Aminah menggeleng. “Kamu merasa berat karena dulu analisis
kimia itu sama sekali baru bagimu. Ibu yakin, di tahun-tahun setelahnya,
bebanmu tak seberat pertama kali sekolah. Lagipula lihat, belum genap sebulan
lulus, kamu sudah mendapat panggilan kerja di perusahaan ternama. Bekerja di
laboratorium besar dengan gaji memadai, seharusnya kamu bersyukur untuk itu. Dulu
kamu membayar mahal untuk bisa seperti sekarang ini, dan sekarang biarkan nasib
yang membayar pantas atas apa yang kauperjuangkan selama ini”
“Aku punya cita-cita, Bu..”
“Jangan mengorbankan apa yang sudah kamu dapat dengan susah
payah, demi seseuatu yang belum tentu lebih baik”
Riana mengangkat dagunya yang sedari tadi melunglai. “Ibu
meragukanku? Apa selama ini Ibu menganggap apa yang menjadi hobiku hanya
iseng-iseng belaka?”
“Semua butuh pembuktian, Nak. Dari semuanya, bukti yang
paling jelas adalah apa yang kaudapat.”
“Oh, Ibu benar-benar meragukanku? Karena tulisan-tulisanku
belum pernah ada yang dimuat? Karena setiap lomba menyanyi aku tak pernah juara
satu? Karena tak pernah bertahan lebih dari tiga bulan dalam band-band yang
pernah aku ikuti?” kali ini Riana hampir lepas kendali. Lupa denagn siapa ia
tengah berbicara.
Aminah tak kalah sengit. “Selama ini Ibu selalu mendukung
penuh apa yang menjadi hobimu. Ibu membelikan komputer untukmu menulis,
mengijinkanmu berlatih band, datang ke konser-konser underground yang kamu
senangi, menyempatkan hadir saat kamu lomba menyanyi… Ibu selalu mengerti
dengan kesenanganmu. Selama itu positif, Ibu bahkan tak membatasinya. Tapi kamu
harus membuka mata, dunia ini penuh persaingan. Apa kamu akan bertahan hidup jika
seperti itu terus?”
Mata Riana memerah. Ia tak tahan lagi. “Selama ini, aku
sudah menuruti apa mau kalian. Sekolah
di bidang analisis kimia dengan bertanggung jawab. Aku bersyukur, berkat
pilihan kalian kini kita semua bisa menuai hasilnya. Terimakasih. Tapi kumohon,
untuk kali ini biarkan aku yang menentukan pilihanku sendiri.” Air matanya tumpah.
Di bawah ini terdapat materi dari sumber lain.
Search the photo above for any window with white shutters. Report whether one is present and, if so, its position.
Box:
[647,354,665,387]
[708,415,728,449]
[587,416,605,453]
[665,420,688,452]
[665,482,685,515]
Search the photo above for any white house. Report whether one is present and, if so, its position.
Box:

Aminah tetap pada pendiriannya. “Kalau mau meneruskan
sekolah, pilihlah yang menunjang terhadap karirmu. Ibu hanya tak ingin ada yang
menyesal nantinya. Lagipula mau jadi apa kamu sekolah di STF? Ibadahmu saja
bahkan masih compang-camping. Mau menjadi atheis? Mau murtad? Jangan mempertaruhkan aqidah demi mengejar
apa yang kamu inginkan!”
Kuping Riana panas. Ia tak ingin lebih jauh lagi. Ia beranjak
ke kamar, meninggalkan Aminah yang duduk menatap beku pada makan malam mereka
yang telah lama dingin.
Sepanjang malam, Riana terjaga dalam redupnya cahaya yang terpancar
dari balkon di luar kamarnya. Perasaan kontra logika. Di satu sisi, ia
membenarkan perkataan ibunya. Di sisi yang lain, ia meyakini apa yang menjadi
tekadnya adalah benar.
Memangnya apa yang
salah dengan bersekolah di STF?
Mau jadi apa setelah
lulus kalau memang jadi sekolah di sana?
Kenapa banyak yang
meragukan, sih, kalau orang bisa hidup dari menulis atau menjadi musisi? Aku yakin,
seorang penulis atau musisi juga pernah mengalami masa-masa payah. Mereka tak
mungkin langsung punya skill tingkat dewa seperti pencapaiannya sekarang secara
instant.
‘Kamu merasa berat
karena dulu analisis kimia itu sama sekali baru bagimu’, kata Ibu. Apa iya, ya?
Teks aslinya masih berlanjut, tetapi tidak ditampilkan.